Possible Duplicate:
Java Class.cast() vs. cast operator
I am unsuccessfully trying to find out what Class.cast()
does or what it may be good for. At the same time I am wondering whether I can somehow cast an object via reflection.
First I thought something like the lines below might work:
Object o = "A string"; String str = Class.forName("java.lang.String").cast(object);
But without an explicit cast it does not work.
So what is the cast
method of Class
class good for? And is it somehow possible just with reflection to cast objects, so you find the object's class, use Class.forName
on it and cast it somehow?
An example where is does work:
class Favorites { private Map<Class<?>, Object> map = new HashMap<Class<?>, Object>(); public <T> T get(Class<T> clazz) { return clazz.cast(map.get(clazz)); } public <T> void put(Class<T> clazz, T favorite) { map.put(clazz, favorite); } }
which allows you to write:
Favorites favs = new Favorites(); favs.put(String.class, "Hello"); String favoriteString = favs.get(String.class);
The reason your code doesn't work is that Class.forName() returns a Class<?>
, i.e. a class object representing an unknown type. While the compiler could possibly infer the type in your example, it can not in general. Consider:
Class.forName(new BufferedReader(System.in).readLine())

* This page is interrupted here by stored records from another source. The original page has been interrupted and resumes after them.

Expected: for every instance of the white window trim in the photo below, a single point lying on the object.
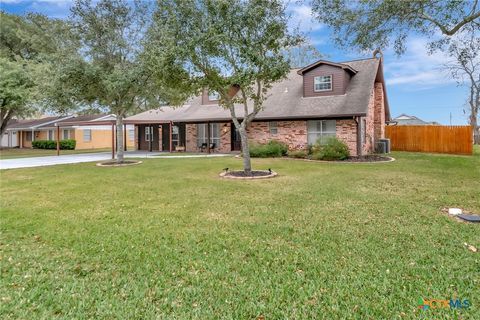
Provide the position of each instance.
(213, 96)
(148, 133)
(48, 135)
(90, 135)
(68, 134)
(203, 139)
(324, 76)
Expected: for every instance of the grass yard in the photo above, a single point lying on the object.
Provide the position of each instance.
(169, 240)
(14, 153)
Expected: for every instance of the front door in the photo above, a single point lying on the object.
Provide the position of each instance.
(236, 140)
(148, 137)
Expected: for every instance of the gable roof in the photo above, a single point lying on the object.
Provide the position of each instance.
(285, 101)
(36, 123)
(405, 119)
(344, 66)
(50, 122)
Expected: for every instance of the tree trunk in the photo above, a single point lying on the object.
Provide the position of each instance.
(120, 141)
(247, 165)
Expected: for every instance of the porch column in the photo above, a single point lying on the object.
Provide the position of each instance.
(171, 144)
(124, 137)
(113, 141)
(58, 140)
(208, 137)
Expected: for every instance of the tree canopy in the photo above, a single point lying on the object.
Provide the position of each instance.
(28, 45)
(233, 48)
(369, 24)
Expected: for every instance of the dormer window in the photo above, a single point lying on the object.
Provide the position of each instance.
(322, 83)
(213, 96)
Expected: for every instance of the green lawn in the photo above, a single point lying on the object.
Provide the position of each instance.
(27, 153)
(168, 239)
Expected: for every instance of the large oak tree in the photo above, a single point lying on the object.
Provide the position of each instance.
(235, 48)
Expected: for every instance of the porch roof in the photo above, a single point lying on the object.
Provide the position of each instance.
(285, 101)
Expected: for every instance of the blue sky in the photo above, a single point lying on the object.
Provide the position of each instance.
(415, 82)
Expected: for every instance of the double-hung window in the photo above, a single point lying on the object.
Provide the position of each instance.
(322, 83)
(272, 125)
(148, 133)
(320, 130)
(66, 134)
(87, 135)
(50, 135)
(202, 136)
(213, 96)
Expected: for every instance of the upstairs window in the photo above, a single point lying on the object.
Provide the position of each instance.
(320, 130)
(322, 83)
(213, 96)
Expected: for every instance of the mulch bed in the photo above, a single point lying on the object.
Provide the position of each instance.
(255, 174)
(118, 164)
(367, 158)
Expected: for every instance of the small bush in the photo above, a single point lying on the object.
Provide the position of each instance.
(334, 149)
(299, 154)
(272, 149)
(68, 144)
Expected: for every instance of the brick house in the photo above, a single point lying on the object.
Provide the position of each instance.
(89, 131)
(347, 100)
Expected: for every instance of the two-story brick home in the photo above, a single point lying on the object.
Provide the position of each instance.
(347, 100)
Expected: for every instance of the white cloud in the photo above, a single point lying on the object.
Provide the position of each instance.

what's the type of this expression? Clearly the compiler can not know what the class name will be at runtime, so it doesn't know whether
String s = Class.forName(new BufferedReader(System.in).readLine()).cast(o);
is safe. Therefore it requests an explicit cast.
The return type of Class.forName
will be Class<? extends Object>
. You want Class<? extends String>
, for instance using String.class
.
String str = String.class.cast(object);
Not very useful, until you start replacing String
with some kind of interface type.
In any case, reflection is generally evil.